Die Sternenkrone
Keimplasma. Ich muß die Kontrolle über Kevin bekommen. Selbst wenn er den Baumstamm nicht beiseite schaffen kann, so kann er doch wenigstens die befruchtungsfähigen Eier meines Nachbarn zu mir bringen und meinen Pollen zu ihm, weitaus besser, als das irgendeiner meiner Gehilfen könnte.
Was soll ich jetzt tun?
Zuerst muß ich Kevin fest an mich binden, damit er den Bemühungen des zweiten Wesens, uns zu trennen, widerstehen kann. (Hinter uns spüre ich die ärgerlichen Gedanken von >George<, der uns sucht.) Ich benutze dazu am besten Kevins stärkstes Verlangen, das nach dieser >Clare<, die er verloren hat. Ich habe Bilder von ihr aus seinen Gedanken herausgefiltert, und an einer Wegbiegung zeige ich ihm ein Trugbild von ihr. Es ist verschwommen und gleich wieder verschwunden, aber es wirkt – er ruft: »Clare!« und läuft zur Biegung vor, wo er freilich nichts vorfindet.
Wenn er in meine Höhle kommt, muß sie dort sein, nahe genug. Schaffe ich das? Ich durchforste seine Erinnerungen nach Augenfarbe, Haare, Hautoberfläche, Bewegungen. Diese ungewollten Erinnerungen verstören Kevin, aber ich kann nichts daran ändern, ich muß es herausfinden. Ich entscheide mich, sie einen Moment lang auf dem vorspringenden Felsen thronen zu lassen, bevor sie in den kurvigen Gängen der Höhle verschwindet. Das Licht in der Höhle ist dämmrig, und durch das Wasser, das über den Höhleneingang rauscht, flackerig. Vielleicht, mit etwas Glück ...
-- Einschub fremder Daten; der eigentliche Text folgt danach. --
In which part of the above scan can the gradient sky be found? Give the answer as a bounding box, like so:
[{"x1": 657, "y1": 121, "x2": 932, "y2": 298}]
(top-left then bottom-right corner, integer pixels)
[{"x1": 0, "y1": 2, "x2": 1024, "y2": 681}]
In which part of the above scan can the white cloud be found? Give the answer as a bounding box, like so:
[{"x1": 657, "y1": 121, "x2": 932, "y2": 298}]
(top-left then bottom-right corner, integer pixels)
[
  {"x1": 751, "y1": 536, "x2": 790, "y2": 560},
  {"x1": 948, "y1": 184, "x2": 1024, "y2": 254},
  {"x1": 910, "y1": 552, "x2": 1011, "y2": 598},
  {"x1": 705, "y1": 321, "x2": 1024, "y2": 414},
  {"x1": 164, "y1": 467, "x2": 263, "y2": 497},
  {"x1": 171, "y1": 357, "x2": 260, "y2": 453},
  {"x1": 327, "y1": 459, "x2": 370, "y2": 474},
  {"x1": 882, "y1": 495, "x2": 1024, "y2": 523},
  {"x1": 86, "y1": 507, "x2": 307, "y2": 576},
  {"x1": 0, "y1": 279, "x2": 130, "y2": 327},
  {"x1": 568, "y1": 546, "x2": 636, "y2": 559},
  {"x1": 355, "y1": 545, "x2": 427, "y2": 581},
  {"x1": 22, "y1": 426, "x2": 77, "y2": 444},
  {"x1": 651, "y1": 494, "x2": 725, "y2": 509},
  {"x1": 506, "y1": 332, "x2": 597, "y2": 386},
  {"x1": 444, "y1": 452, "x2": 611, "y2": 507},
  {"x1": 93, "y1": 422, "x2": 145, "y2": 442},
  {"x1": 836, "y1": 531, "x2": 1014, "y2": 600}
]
Doch wie bringe ich es zustande, daß sie spricht? Sie muß mindestens seinen Namen sagen können. Und noch etwas wie zum Beispiel: Warte. George hat das auch gesagt. Wird es mir gelingen, ihren Tonfall zu treffen? Ich entdecke Erinnerungen an ihre Sprechweise und konzentriere mich ...
Doch dann überfällt mich ein neuer Gedanke. Ich muß Kevin dazu bringen, die Höhle zu verlassen und weiter bachaufwärts zu gehen, dorthin, wo der Baumstamm liegt, um ihn zu entfernen. Deshalb muß das Trugbild etwas Derartiges zu ihm sagen. Natürlich könnte ich einfach ein Bild dieser Aufgabe in seinen Kopf projizieren, wie ich es bei meinen Gehilfen immer tue, aber Kevin braucht eine starke Motivation, um diesen Ort zu verlassen, an dem er glaubt, seine Clare endlich wiedergefunden zu haben. Nur ihre eigenen Worte können dies bewirken. Ich sehe schon, ich muß mehr von Kevins Sprache wissen. Ich entscheide mich, die Zeit unseres gemeinsamen Weges dafür zu nutzen, sie zu lernen.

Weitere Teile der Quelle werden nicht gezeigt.